Kilted Charles meets beach-cleaning group in north of Scotland

The Prince of Wales
The Prince of Wales

A kilted Prince of Wales met with volunteer beach cleaners as he began a visit to the north of Scotland.

Charles met with volunteers at Scrabster Beach in Caithness on the northern tip of the United Kingdom on Thursday.

He will take part in several engagements in the town of Thurso during his visit to Scotland, where he is known as the Duke of Rothesay.

Wearing a kilt in Rothesay tartan, Charles met with Dorcas and Allan Sinclair, founders of the Caithness Beach Clean Group.

They showed the prince some of the objects they have collected from the more than 3,500 beach cleans carried out since the group was founded in 2019.

The objects included a coaxial cable which Ms Sinclair told the Prince they were holding on to in case they could find someone to use it.

Charles joked with the media covering the visit: “You don’t need any coaxial cables, do you?”

Speaking to the PA news agency ahead of the visit, Ms Sinclair, 64, said the group had picked up more than 31 tonnes of plastic since they started.

“We find horrible things like syringes, needles and even a gas mask,” she said.

“Recently we found a giant buoy, one of the cleaners got a tiny leather child’s shoe that is absolutely ancient.

“There’s also lots of pants, would you believe? So many people find men’s pants – only men’s, never women’s – and we talk about having a ‘pantometer’ because there’s a running joke about who finds the most pants.”

The Duke of Rothesay in Scotland
The Duke of Rothesay in Caithness during a previous visit (David Cheskin/PA)

Ms Sinclair and her husband, who live four miles outside Thurso, go to six to eight beaches on the north coast of Scotland a week.

She said: “The beaches here are now so good we’ve got to travel because there’s not as much to clean

“We’re also really trying to include children in the beach cleans because it’s their world.

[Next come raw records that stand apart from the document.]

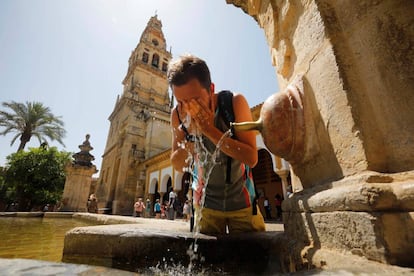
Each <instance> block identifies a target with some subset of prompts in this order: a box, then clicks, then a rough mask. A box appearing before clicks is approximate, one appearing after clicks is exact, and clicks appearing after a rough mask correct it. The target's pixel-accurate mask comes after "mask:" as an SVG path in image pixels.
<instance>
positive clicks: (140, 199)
mask: <svg viewBox="0 0 414 276" xmlns="http://www.w3.org/2000/svg"><path fill="white" fill-rule="evenodd" d="M143 210H144V202H142V198H138V201H137V202H135V204H134V211H135V212H134V213H135V214H134V216H135V217H141V216H142V211H143Z"/></svg>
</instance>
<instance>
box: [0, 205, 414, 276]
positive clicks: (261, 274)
mask: <svg viewBox="0 0 414 276" xmlns="http://www.w3.org/2000/svg"><path fill="white" fill-rule="evenodd" d="M2 215H5V214H4V213H0V217H1V216H2ZM8 215H18V216H25V214H23V213H19V214H8ZM26 215H27V216H34V214H30V213H27V214H26ZM36 215H40V214H36ZM44 215H45V216H46V217H71V216H73V217H74V218H76V219H81V220H88V221H90V222H95V223H97V224H104V225H98V226H93V227H81V228H78V229H75V230H72V231H70V233H69V234H68V235H67V236H69V238H68V239H67V241H66V240H65V251H67V252H68V253H69V254H67V255H68V257H67V259H70V258H71V257H75V255H76V254H78V253H80V255H82V254H84V253H85V252H89V253H91V254H90V255H89V256H86V257H87V262H88V264H89V265H85V264H74V263H65V262H64V263H53V262H45V261H38V260H24V259H0V275H137V273H133V272H128V271H125V270H117V269H112V268H109V267H115V268H122V269H131V268H135V266H133V265H136V264H137V263H136V262H135V263H134V261H136V256H139V254H148V255H147V258H143V259H142V260H143V261H144V263H145V265H147V264H148V263H154V261H156V259H157V258H160V257H161V258H164V259H166V260H167V262H168V260H172V262H174V261H177V260H178V259H179V257H180V256H179V255H178V254H175V253H174V252H181V253H183V254H182V255H184V254H187V251H188V244H191V242H192V239H193V238H194V236H193V235H192V233H191V232H190V231H189V225H188V222H184V221H182V220H175V221H169V220H160V219H146V218H133V217H125V216H114V215H97V214H88V213H74V214H72V213H45V214H44ZM109 224H111V225H109ZM125 224H128V225H125ZM266 226H267V232H265V233H253V234H252V233H250V234H249V235H239V236H235V237H233V238H225V239H220V238H215V237H209V236H204V237H203V236H199V237H198V239H199V241H201V242H200V250H202V251H203V250H204V252H207V254H206V255H205V258H206V259H207V260H208V261H210V262H211V263H213V267H222V266H223V260H225V261H224V263H226V264H227V266H226V265H224V266H223V267H225V269H227V268H229V267H230V269H231V270H230V272H226V270H221V271H220V270H215V271H214V272H211V271H208V270H204V271H203V272H202V273H197V274H199V275H218V274H220V275H222V274H227V275H257V274H261V275H285V274H283V273H282V271H289V268H287V267H283V262H282V261H281V259H283V257H284V256H288V254H289V252H287V251H286V248H287V247H286V246H285V245H286V244H287V243H288V242H287V241H286V237H285V236H284V233H283V225H282V224H280V223H267V224H266ZM67 244H68V245H67ZM67 246H68V248H66V247H67ZM156 247H161V248H163V250H161V251H160V252H161V253H162V254H159V255H157V252H154V250H153V248H156ZM186 249H187V251H186ZM227 249H229V250H230V251H229V250H227ZM71 250H72V252H70V251H71ZM77 250H78V251H77ZM141 251H142V252H141ZM234 252H237V254H234ZM246 252H247V253H248V254H246ZM263 252H266V254H267V255H266V259H263V257H262V256H264V255H263ZM317 252H318V253H317V254H315V256H314V257H315V258H319V259H320V260H321V263H322V262H324V261H326V260H329V261H328V263H327V265H325V266H324V269H323V270H321V269H311V270H305V271H299V272H296V273H294V274H295V275H414V270H413V269H409V268H402V267H396V266H390V265H384V264H380V263H377V262H371V261H368V260H366V259H363V258H358V257H355V256H352V255H341V254H338V252H332V251H329V250H318V251H317ZM72 253H75V254H73V255H71V254H72ZM229 253H230V254H229ZM80 255H78V257H80V258H81V260H80V263H82V262H85V260H82V257H85V256H80ZM228 255H236V257H234V256H233V257H232V258H229V257H228ZM125 256H132V257H131V258H129V259H128V258H125ZM148 256H151V257H153V258H152V259H151V258H148ZM246 256H247V257H246ZM181 257H182V256H181ZM185 257H187V258H188V256H185ZM174 258H176V259H174ZM226 258H227V259H226ZM78 261H79V260H78ZM105 262H106V263H105ZM128 263H129V264H131V265H132V266H130V267H125V265H128ZM91 264H92V265H91ZM244 264H247V265H244ZM164 265H165V264H164ZM169 265H170V266H167V268H166V269H165V268H163V266H160V265H157V266H153V267H152V269H153V268H154V267H155V268H156V270H146V271H140V273H139V275H154V274H156V275H193V274H194V273H193V272H192V271H190V273H189V272H188V268H187V267H188V265H187V266H186V265H185V264H184V265H183V264H180V265H181V266H180V268H179V269H178V270H175V271H174V269H175V264H171V262H170V263H169ZM171 265H174V266H171ZM131 271H137V270H136V269H131ZM293 271H294V270H293ZM289 275H292V273H289Z"/></svg>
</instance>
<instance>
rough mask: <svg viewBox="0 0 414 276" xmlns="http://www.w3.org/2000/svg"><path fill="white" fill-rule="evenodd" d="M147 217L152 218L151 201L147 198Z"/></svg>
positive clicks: (147, 217)
mask: <svg viewBox="0 0 414 276" xmlns="http://www.w3.org/2000/svg"><path fill="white" fill-rule="evenodd" d="M145 217H146V218H150V217H151V201H150V200H149V198H147V202H146V204H145Z"/></svg>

“If a child goes out with their parents, I send them a certificate and a badge, we run competitions for them and we’ve got them designing things like dog poo posters.”

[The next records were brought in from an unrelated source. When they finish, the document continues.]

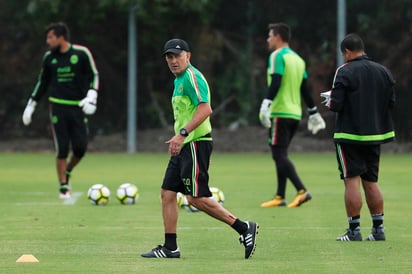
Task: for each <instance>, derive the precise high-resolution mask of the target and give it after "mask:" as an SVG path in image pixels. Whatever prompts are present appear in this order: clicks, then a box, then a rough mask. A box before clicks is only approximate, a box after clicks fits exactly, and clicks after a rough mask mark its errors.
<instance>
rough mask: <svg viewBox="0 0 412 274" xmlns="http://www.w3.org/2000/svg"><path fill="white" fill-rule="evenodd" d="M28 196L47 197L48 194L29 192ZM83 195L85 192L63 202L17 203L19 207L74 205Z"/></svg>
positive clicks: (70, 197) (77, 193)
mask: <svg viewBox="0 0 412 274" xmlns="http://www.w3.org/2000/svg"><path fill="white" fill-rule="evenodd" d="M27 194H28V195H43V194H44V195H45V194H48V193H47V192H27ZM82 195H83V192H73V193H72V194H71V197H70V198H69V199H64V200H61V202H23V203H21V202H20V203H15V205H17V206H48V205H61V204H63V205H74V204H75V203H76V202H77V200H78V199H79V198H80V197H81V196H82Z"/></svg>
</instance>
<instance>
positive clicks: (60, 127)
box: [22, 22, 99, 199]
mask: <svg viewBox="0 0 412 274" xmlns="http://www.w3.org/2000/svg"><path fill="white" fill-rule="evenodd" d="M45 34H46V43H47V45H48V46H49V48H50V50H48V51H47V52H46V53H45V54H44V57H43V66H42V69H41V71H40V75H39V77H38V82H37V84H36V86H35V88H34V91H33V93H32V94H31V96H30V99H29V101H28V103H27V106H26V108H25V109H24V112H23V117H22V120H23V123H24V125H26V126H28V125H29V124H30V123H31V120H32V115H33V112H34V110H35V108H36V105H37V102H38V101H39V100H40V99H41V98H42V97H43V95H44V94H45V93H46V92H47V91H48V92H49V97H48V100H49V103H50V120H51V124H52V130H53V140H54V144H55V148H56V152H57V156H56V168H57V176H58V180H59V197H60V198H62V199H66V198H70V184H69V178H70V174H71V171H72V170H73V168H74V167H75V166H76V165H77V164H78V163H79V162H80V160H81V159H82V158H83V156H84V155H85V153H86V150H87V143H88V137H87V134H88V125H87V117H86V116H85V115H91V114H94V113H95V111H96V102H97V91H98V88H99V77H98V72H97V69H96V65H95V62H94V59H93V56H92V54H91V53H90V51H89V50H88V49H87V48H86V47H84V46H80V45H76V44H71V43H70V42H69V37H70V35H69V28H68V27H67V25H66V24H65V23H61V22H60V23H52V24H50V25H49V26H47V28H46V31H45ZM70 147H71V149H72V155H71V157H70V160H69V161H68V163H67V160H66V159H67V157H68V155H69V149H70Z"/></svg>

On Charles’s visit, she said: “He’s such an environmentalist himself, we’re really, really pleased he’s recognising what we’re doing here.”

Asked what she would speak to the prince about, Ms Sinclair added: “I’d like to tackle him about fishing because 99% of what we pick up is fishing related – nets, reels et cetera – in case he can use his influence.”

Charles last travelled to Caithness in 2019 when he visited a wind farm and whisky distillery.